Furthermore, to help with enforcement of existing masking orders in businesses, the administration is introducing liability protection for all businesses that maintain in person operations and are open to the public. Businesses will receive immunity from civil liability only as related to the secretary’s masking order given that individuals and entities are engaged in essential emergency services activities and disaster services activities when enforcing the order.
Strengthening Gathering Limitations
As Pennsylvania sees an increase in cases, the commonwealth is strengthening gathering restrictions. All large events and gatherings are now reduced until further notice. In addition, the retail food services industry, including bars, restaurants, and private catered events must end alcohol sales for on-site consumption at 5 p.m. on Nov. 25, 2020 only.
All indoor and outdoor events/ gatherings categories size limits will be reduced, with events of 0-2,000 limited to 10 percent of maximum occupancy.
In addition, household gatherings are also advised against when attendees include non-household members.
Further, to specifically address large crowds, on Nov. 25, 2020 only, all sales or dispensing of alcoholic beverages for on-site consumption at businesses in the retail food services industry, including bars, restaurants and private catered events must end at 5 p.m.
Indoor dining may continue, takeout is encouraged.
Ramping Up Enforcement
Orders already in place and those announced Monday are all enforceable, and law enforcement and state agencies will be stepping up enforcement efforts, issuing citations and fines, and possibly regulatory actions for repeat offenders.
Given that this is a critical time for mitigation efforts and orders to be followed, the Wolf Administration is stepping up enforcement on the following orders:
- Out of State Travel
- Business Safety, including telework, occupancy, cleaning, social distancing
- Restaurant Mitigation, including occupancy, masking, social distancing, self-certification
- Gathering Limits
- School Attestation and Mitigation
According to Wolf, orders are enforceable as a disease control measure under the Disease Prevention and Control Law.
Citations may be written under the Administrative Code of 1929 71 P. S. § 1409 and/or the Disease Prevention and Control Law of 1955 35 P.S. § 521.20(a).

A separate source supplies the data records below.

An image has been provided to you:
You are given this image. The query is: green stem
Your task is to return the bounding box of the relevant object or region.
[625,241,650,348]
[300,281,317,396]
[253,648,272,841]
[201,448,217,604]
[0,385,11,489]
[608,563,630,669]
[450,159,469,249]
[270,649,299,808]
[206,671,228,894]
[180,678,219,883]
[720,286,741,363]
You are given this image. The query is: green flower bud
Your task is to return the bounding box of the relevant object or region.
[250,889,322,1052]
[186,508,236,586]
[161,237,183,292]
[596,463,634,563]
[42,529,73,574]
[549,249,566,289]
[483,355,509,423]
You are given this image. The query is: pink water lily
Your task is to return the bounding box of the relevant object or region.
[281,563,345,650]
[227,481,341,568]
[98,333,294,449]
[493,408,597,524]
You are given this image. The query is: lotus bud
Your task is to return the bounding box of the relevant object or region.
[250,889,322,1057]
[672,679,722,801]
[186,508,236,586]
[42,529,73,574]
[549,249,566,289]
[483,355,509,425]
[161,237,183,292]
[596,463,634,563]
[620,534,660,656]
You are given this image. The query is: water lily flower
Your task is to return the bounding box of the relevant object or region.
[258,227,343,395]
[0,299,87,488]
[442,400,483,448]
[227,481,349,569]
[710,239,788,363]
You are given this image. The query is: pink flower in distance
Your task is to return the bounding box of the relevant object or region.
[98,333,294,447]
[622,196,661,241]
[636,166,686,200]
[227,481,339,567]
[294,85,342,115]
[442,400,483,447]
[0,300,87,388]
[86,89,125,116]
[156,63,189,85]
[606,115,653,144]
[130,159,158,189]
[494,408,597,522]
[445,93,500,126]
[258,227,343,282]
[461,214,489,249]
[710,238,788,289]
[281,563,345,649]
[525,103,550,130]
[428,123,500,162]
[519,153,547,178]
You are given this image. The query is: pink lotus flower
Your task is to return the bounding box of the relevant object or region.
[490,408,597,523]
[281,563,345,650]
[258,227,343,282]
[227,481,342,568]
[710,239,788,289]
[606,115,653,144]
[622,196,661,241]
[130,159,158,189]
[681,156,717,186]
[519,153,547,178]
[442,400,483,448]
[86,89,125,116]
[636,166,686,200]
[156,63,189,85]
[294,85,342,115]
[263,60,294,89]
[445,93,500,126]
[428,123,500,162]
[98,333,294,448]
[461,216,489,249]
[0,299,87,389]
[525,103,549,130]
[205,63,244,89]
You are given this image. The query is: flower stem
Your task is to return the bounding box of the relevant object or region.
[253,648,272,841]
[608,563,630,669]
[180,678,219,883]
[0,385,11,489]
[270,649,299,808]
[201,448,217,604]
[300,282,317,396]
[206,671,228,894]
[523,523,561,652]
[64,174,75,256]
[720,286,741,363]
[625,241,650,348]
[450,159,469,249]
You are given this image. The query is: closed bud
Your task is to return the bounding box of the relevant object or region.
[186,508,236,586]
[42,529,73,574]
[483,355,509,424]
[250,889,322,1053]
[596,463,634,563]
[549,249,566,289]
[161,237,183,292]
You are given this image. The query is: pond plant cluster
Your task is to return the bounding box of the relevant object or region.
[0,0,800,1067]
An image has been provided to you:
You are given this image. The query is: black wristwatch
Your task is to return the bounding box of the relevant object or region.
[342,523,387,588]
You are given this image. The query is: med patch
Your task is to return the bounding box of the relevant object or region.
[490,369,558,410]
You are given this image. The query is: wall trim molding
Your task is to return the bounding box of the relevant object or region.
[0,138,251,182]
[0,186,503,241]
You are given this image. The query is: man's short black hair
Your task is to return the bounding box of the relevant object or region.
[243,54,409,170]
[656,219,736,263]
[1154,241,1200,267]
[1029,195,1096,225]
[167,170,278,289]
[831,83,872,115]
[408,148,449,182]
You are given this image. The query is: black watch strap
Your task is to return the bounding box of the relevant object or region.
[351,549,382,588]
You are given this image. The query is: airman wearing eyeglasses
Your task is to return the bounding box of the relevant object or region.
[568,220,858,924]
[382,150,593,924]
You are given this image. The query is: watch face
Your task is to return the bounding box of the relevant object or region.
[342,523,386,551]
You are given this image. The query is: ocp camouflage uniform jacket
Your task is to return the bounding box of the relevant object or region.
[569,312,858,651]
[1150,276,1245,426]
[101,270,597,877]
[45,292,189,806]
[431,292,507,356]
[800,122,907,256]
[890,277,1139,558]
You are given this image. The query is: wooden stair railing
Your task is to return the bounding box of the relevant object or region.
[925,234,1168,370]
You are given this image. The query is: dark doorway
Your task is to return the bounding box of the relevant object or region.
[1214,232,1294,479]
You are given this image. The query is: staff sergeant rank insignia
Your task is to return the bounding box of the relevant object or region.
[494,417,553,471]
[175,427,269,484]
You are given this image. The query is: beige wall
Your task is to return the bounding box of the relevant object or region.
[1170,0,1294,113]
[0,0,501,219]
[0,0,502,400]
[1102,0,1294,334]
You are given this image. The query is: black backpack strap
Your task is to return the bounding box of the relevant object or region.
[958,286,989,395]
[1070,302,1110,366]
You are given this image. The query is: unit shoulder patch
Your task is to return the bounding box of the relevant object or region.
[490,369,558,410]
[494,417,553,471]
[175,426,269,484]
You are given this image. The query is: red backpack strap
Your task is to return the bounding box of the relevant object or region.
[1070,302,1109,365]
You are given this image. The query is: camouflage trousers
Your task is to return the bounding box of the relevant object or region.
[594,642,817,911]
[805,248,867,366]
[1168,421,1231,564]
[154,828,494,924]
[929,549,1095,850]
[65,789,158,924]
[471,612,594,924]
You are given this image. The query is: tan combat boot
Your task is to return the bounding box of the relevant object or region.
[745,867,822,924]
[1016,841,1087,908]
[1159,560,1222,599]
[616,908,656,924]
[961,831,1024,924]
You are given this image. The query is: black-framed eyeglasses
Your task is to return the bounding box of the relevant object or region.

The decision whether to issue a warning or a citation is made on a case-by-case basis and determined by the unique circumstances of each encounter.
Persons who fail to comply with an order may be fined between $25 and $300 dollars.
Enforcement agencies include the Pennsylvania State Police, local law enforcement, personnel from the departments of Agriculture and State, and PA Liquor Control Board stores who interact with visitors.
“As Pennsylvanians, we have a responsibility to one another, to do what we can to protect each other and preserve the life we all love in this commonwealth,” Wolf said. “For those who refuse to do their part to protect their neighbors and communities and refuse to accept that their actions have consequences that cause pain and suffering for others, we will be stepping up enforcement of all of the public health orders Dr. Levine and I have put in place.
“We are in a very dangerous situation, and we need to work together to stop the spread of COVID-19 right now because if we give in to the virus, we will lose many more Pennsylvanians. And that is unacceptable.”